A good resource for carers is the Carer Gateway website, which can assist you in finding supports and information about caring for an older loved one. To find out more about how Carer Gateway can help you, read our article on the Aged Care Guide.
Help facilitate supports
Ways that can assist an older person with mental health conditions is making sure they have access to mental health services, like seeing a psychologist or social worker regularly. This can help the older person understand what they are experiencing and give them an idea around how their thoughts or behaviours can manifest.
Your older loved one may benefit from going to support groups with people experiencing the same issues. Because mental health can be hidden, it may give the older person a better understanding of how common mental health conditions are.
Additionally, facilitating a healthy and enjoyable lifestyle can make a huge impact on an older person’s mental health and wellbeing. This could include regular exercise, a nutritional diet, or regular socialisation.
Ms Kelly says that it is important that people remember that just because something works for others, doesn’t mean it will work for your older loved one. For example, meditation and yoga isn’t for everyone.
She explains that there are five ways to reach good mental health and wellbeing – connect with people, learn new things, be active, help those around us, and be aware of how you are going.
“The idea is to work with people on how to make changes in each area of their life in order to bring about a good sense of wellbeing, because we can cope with the mental health conditions better if we have good wellbeing,” explains Ms Kelly.
“So it might be going for a walk around the block, but it might also be going for a cup of tea or coffee with our mates, it might be doing some gardening. We have a lovely older gentleman that is learning Portuguese for the first time and we have seen his wellbeing improve because he is investing in something new and feeling meaning in life.

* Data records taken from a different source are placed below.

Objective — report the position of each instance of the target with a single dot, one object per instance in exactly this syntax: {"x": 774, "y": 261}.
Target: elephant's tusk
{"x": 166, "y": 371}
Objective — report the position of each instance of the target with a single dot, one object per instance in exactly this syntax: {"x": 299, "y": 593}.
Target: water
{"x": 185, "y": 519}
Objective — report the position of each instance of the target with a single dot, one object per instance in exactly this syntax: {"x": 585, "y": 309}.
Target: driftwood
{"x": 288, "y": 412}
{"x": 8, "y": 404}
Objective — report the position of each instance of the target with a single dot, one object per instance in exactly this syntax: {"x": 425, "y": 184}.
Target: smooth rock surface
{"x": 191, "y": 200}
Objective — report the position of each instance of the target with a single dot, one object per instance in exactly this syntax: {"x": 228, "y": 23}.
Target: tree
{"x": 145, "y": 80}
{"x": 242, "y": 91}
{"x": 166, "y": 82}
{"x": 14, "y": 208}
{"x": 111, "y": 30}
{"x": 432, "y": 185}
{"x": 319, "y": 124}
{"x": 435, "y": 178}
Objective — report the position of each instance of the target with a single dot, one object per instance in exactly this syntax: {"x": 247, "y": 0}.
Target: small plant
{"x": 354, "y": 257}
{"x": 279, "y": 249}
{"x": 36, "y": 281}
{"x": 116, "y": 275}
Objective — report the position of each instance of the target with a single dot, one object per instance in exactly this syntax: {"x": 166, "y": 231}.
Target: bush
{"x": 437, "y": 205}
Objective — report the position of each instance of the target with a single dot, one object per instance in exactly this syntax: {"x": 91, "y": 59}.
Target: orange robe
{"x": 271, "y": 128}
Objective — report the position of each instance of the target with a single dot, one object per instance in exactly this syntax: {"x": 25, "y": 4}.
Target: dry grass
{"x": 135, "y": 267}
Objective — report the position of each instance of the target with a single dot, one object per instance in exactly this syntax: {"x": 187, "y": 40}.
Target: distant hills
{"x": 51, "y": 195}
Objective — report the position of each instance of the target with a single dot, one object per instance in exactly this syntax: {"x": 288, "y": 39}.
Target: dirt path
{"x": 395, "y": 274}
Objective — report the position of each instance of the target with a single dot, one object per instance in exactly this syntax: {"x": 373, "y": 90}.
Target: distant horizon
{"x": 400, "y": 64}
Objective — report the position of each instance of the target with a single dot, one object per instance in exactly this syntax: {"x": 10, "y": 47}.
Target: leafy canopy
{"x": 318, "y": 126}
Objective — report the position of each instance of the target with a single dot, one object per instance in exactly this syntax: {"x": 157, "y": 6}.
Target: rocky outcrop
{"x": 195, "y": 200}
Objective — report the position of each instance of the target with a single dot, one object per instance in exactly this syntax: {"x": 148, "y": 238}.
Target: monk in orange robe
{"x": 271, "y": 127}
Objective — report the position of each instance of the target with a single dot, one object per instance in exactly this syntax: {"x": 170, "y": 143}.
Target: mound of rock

“I think that is a very important part of working and supporting older people, ensuring they feel a sense of meaning and purpose in their life. And that doesn’t mean they need to volunteer, it can mean learning a new language.”
Emergency help lines
If you need to talk to someone or to access mental health resources, you can contact:
Carer Gateway: 1800 422 737
Beyond Blue: 1300 224 636
Lifeline: 13 11 14
Healthdirect Australia: 1800 022 222
Open Arms – Veterans & Families Counselling: 1800 011 046
If you are concerned for the safety of the older loved one you are caring for, organise an appointment with your doctor, or in more severe cases, call 000 and ask for an ambulance.